- Born: July 12, 1909 Edna, Texas, U.S.
- Died: July 21, 2000 (aged 91) Austin, Texas, U.S.
- Spouse: Jakoba Balt ​(m. 1936)​

Academic background
- Alma mater: Harvard University
- Influences: Sidney Bradshaw Fay

Academic work
- Institutions: University of Texas at Austin
- Main interests: Russian and Soviet history

= Oliver Henry Radkey =

American historian (1909–2000)

Oliver Henry Radkey Jr. (July 12, 1909 - July 21, 2000) was an American historian of Russian and Soviet history. He was a professor of Russian history at the University of Texas at Austin.

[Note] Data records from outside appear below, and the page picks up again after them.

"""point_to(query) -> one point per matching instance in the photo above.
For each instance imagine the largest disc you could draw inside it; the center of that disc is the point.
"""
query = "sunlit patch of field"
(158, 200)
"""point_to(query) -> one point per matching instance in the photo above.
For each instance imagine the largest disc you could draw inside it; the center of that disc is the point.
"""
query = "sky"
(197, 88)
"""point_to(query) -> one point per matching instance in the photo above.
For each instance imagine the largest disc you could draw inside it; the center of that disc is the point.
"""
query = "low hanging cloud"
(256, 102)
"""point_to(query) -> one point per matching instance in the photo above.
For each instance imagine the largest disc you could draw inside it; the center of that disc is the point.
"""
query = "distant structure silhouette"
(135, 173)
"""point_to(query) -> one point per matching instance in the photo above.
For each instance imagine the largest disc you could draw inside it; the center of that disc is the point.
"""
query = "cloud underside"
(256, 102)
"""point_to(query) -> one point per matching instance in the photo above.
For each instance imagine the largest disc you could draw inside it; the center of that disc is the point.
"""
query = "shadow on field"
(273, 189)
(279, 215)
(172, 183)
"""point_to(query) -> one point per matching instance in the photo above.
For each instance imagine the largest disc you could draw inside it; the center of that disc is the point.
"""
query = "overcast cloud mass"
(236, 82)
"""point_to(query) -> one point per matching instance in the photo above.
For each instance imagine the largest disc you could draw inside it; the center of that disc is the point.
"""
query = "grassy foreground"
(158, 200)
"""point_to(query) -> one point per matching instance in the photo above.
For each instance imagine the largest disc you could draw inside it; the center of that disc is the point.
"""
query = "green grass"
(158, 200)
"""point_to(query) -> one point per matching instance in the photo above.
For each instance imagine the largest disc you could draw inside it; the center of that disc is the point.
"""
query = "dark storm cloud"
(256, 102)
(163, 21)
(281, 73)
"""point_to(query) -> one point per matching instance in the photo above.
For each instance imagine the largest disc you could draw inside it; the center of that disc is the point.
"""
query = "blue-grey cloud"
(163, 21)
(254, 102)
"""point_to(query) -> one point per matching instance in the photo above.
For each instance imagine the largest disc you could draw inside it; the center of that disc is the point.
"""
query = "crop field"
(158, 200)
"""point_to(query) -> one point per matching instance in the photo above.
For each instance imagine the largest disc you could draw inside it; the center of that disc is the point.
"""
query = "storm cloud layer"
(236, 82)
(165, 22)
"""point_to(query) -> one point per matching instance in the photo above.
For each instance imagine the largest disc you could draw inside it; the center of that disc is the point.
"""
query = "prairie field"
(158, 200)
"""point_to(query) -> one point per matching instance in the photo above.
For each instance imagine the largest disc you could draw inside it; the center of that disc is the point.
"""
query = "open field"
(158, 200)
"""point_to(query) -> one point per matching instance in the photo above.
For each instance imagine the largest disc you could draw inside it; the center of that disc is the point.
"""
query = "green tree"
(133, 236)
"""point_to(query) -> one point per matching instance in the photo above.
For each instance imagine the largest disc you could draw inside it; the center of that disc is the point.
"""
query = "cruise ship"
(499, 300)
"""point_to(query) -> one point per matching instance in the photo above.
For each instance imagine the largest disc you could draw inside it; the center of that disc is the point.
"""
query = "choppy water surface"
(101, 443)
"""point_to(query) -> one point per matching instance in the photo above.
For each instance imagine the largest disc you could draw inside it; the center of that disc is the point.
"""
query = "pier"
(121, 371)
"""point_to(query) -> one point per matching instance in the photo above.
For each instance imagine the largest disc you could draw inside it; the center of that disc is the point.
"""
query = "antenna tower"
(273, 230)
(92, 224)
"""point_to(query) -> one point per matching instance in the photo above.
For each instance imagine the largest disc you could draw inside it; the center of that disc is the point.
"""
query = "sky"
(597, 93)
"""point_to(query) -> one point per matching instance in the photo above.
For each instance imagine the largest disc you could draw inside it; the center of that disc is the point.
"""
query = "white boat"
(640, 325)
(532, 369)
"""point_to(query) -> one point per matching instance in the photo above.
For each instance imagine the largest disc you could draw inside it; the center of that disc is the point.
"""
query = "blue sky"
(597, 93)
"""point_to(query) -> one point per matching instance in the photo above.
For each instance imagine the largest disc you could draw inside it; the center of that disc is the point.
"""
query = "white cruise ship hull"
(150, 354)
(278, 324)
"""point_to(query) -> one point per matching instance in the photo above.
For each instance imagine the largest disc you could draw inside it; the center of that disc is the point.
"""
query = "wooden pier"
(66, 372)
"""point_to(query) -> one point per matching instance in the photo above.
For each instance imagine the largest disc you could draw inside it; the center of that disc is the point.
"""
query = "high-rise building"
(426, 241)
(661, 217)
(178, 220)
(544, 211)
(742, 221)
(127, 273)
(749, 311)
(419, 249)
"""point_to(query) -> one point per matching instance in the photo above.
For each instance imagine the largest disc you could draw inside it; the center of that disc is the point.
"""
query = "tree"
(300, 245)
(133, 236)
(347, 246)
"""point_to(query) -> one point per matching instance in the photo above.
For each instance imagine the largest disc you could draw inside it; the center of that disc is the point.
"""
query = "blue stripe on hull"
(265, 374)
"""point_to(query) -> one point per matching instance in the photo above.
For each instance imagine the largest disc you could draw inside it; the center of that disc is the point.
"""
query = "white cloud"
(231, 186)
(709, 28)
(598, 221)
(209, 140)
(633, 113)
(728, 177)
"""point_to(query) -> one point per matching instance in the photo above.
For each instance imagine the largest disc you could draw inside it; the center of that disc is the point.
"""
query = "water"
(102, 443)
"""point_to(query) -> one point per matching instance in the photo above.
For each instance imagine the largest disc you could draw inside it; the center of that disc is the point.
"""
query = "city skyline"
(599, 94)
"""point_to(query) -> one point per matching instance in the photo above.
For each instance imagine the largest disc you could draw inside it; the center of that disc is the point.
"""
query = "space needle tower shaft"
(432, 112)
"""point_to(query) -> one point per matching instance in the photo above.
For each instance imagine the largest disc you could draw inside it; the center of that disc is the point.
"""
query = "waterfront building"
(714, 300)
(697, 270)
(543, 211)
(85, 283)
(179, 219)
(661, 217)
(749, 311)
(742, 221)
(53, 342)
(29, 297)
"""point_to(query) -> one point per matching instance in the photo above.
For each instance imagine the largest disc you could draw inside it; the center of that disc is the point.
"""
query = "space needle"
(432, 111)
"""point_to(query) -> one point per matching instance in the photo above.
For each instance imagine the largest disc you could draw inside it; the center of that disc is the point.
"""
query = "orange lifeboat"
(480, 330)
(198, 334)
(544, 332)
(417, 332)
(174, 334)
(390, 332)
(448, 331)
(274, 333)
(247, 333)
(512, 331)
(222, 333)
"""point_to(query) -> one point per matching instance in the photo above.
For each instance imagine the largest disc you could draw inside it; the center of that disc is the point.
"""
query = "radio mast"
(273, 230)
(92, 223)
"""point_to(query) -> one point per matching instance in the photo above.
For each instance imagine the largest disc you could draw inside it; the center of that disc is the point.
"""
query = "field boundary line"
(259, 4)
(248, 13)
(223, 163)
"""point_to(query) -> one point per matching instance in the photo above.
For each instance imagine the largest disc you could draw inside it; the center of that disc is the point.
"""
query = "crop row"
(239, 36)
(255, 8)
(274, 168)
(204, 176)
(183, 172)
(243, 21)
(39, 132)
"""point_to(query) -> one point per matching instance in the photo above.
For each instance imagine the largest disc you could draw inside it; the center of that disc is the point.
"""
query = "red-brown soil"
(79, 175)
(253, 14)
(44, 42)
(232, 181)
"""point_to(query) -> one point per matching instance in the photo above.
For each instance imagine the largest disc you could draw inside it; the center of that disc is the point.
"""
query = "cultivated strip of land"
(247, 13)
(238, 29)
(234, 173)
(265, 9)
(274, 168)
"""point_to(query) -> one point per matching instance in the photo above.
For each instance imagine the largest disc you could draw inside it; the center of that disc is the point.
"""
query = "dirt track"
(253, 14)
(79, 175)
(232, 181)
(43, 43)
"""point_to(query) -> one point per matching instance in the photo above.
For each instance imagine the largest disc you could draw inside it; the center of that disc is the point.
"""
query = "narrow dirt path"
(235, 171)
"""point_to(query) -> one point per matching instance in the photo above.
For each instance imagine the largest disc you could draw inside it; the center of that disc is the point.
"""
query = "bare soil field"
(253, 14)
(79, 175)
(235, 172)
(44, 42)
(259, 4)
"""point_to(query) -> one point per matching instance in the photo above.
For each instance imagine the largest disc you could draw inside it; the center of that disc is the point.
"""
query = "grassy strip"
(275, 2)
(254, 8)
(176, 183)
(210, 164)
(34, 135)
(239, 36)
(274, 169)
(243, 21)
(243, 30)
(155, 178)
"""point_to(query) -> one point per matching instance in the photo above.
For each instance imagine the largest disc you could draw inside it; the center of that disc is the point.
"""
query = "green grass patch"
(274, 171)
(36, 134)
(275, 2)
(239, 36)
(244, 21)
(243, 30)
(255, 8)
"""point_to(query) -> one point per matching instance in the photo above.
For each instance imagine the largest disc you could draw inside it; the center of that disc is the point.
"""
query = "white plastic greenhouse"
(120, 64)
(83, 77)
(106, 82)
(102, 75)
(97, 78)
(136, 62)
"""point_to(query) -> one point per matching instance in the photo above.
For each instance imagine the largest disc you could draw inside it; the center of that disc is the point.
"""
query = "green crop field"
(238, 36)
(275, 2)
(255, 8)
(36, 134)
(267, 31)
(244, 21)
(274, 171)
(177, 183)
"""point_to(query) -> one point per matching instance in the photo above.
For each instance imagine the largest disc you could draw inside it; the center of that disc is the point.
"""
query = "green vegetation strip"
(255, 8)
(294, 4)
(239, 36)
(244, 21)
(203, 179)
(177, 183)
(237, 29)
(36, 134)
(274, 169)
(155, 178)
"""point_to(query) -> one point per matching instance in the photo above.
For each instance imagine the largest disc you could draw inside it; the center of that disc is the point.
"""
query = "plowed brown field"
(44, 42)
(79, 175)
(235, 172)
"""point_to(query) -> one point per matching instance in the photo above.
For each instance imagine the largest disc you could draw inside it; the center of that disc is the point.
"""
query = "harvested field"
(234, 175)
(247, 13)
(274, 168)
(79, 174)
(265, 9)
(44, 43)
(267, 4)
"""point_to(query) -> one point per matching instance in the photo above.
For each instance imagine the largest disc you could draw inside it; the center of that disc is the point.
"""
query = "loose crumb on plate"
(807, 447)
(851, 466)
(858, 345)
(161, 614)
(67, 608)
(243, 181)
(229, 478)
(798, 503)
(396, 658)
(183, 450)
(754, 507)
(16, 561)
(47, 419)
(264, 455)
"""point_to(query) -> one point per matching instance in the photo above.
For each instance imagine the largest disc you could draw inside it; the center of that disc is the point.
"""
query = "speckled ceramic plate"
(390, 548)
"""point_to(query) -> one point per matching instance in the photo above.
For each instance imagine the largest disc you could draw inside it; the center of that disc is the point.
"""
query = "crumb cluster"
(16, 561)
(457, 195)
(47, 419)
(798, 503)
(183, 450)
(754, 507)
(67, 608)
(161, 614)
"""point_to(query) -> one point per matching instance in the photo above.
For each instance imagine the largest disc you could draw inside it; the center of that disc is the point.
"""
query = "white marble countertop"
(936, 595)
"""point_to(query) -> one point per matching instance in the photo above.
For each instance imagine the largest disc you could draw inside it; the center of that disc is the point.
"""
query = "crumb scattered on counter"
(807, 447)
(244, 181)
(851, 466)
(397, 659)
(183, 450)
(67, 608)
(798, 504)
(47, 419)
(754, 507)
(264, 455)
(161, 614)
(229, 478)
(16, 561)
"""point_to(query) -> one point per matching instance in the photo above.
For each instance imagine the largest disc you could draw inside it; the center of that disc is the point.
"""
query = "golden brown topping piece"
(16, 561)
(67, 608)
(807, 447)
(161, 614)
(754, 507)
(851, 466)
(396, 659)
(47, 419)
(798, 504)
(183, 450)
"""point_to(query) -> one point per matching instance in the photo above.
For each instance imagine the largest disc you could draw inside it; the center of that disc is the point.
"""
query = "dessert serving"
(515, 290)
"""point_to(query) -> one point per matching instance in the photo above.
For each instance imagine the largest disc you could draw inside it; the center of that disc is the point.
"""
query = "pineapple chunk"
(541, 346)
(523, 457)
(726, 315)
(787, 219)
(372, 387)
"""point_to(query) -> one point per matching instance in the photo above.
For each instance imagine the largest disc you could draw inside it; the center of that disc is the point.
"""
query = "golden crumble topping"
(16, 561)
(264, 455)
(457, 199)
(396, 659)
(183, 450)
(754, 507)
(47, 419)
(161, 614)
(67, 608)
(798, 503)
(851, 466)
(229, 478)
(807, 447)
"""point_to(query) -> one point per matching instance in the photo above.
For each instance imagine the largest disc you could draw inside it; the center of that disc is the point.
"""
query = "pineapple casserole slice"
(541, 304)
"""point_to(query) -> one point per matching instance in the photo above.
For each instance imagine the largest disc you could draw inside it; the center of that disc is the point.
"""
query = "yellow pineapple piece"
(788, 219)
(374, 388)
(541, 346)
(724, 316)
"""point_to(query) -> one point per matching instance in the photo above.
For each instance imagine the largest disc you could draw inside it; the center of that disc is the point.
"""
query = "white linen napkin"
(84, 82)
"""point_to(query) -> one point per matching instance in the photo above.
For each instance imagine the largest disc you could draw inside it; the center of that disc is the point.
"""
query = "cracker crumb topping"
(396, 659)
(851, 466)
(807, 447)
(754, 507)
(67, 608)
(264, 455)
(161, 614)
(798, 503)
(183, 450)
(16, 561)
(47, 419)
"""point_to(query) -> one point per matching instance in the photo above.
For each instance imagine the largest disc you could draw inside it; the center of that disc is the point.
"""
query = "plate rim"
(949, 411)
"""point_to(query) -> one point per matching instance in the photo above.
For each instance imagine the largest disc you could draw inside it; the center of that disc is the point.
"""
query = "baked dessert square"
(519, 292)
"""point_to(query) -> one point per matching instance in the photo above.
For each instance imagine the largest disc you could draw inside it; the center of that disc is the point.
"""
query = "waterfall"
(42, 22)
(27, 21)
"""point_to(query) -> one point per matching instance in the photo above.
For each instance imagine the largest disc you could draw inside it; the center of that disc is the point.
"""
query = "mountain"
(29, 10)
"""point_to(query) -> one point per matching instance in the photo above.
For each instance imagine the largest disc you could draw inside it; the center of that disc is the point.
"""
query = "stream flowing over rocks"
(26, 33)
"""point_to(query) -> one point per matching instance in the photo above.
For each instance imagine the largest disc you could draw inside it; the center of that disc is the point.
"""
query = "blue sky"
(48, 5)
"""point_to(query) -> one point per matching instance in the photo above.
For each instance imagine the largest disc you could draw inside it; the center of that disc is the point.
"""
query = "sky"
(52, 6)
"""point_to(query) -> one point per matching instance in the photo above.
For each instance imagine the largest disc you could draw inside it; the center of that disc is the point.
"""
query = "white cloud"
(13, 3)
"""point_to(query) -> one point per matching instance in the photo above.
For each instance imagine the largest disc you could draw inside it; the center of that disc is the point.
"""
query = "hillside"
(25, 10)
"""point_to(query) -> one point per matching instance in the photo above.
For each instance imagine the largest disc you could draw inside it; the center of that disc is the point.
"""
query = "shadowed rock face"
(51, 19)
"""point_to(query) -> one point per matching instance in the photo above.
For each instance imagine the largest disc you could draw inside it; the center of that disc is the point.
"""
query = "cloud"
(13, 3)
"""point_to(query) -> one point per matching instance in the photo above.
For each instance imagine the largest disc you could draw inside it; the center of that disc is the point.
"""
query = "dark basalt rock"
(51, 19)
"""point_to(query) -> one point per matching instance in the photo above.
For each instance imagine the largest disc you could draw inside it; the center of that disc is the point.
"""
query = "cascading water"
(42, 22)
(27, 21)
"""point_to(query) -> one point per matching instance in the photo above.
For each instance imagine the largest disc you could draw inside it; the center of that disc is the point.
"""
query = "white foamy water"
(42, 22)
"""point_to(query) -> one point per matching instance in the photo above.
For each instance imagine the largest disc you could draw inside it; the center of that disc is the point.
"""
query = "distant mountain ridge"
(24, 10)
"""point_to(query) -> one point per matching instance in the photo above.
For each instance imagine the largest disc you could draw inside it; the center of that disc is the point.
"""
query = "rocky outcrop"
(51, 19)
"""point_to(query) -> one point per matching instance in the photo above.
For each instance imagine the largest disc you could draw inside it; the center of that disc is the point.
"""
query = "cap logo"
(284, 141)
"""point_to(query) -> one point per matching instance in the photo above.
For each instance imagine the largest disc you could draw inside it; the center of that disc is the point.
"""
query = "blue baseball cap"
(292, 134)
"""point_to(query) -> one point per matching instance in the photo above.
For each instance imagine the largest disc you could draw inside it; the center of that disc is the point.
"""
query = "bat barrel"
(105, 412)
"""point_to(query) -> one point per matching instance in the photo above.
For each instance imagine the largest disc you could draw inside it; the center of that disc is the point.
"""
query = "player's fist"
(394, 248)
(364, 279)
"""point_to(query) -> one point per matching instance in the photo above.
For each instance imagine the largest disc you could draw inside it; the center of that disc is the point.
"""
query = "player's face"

Radkey received his degree from the University of Texas. Later he attended Harvard University, where he was influenced by Sidney Bradshaw Fay. Radkey went on a traveling fellowship through Central Europe and Russia until he returned to the United States aboard the SS Normandie. He married Jakoba Balt in 1936. He studied at Stanford University and taught at the University of Cincinnati before moving to the University of Texas.

==Works==
- The Election to the Russian Constituent Assembly of 1917. Harvard University Press, 1950.
- The Agrarian Foes of Bolshevism: Promise and Default of the Russian Socialist Revolutionaries, February to October 1917. 1958. (Radkey's doctoral dissertation)
- The Sickle Under the Hammer: The Russian Socialist Revolutionaries in the Early Months of Soviet Rule. Columbia University Press, 1964.
- The Unknown Civil War in Soviet Russia: A Study of the Green Movement in the Tambov Region 1920-1921. Stanford Hoover Press, 1976.
- Russia Goes to the Polls: The Election to the All-Russian Constituent Assembly, 1917. Cornell University Press, 1989.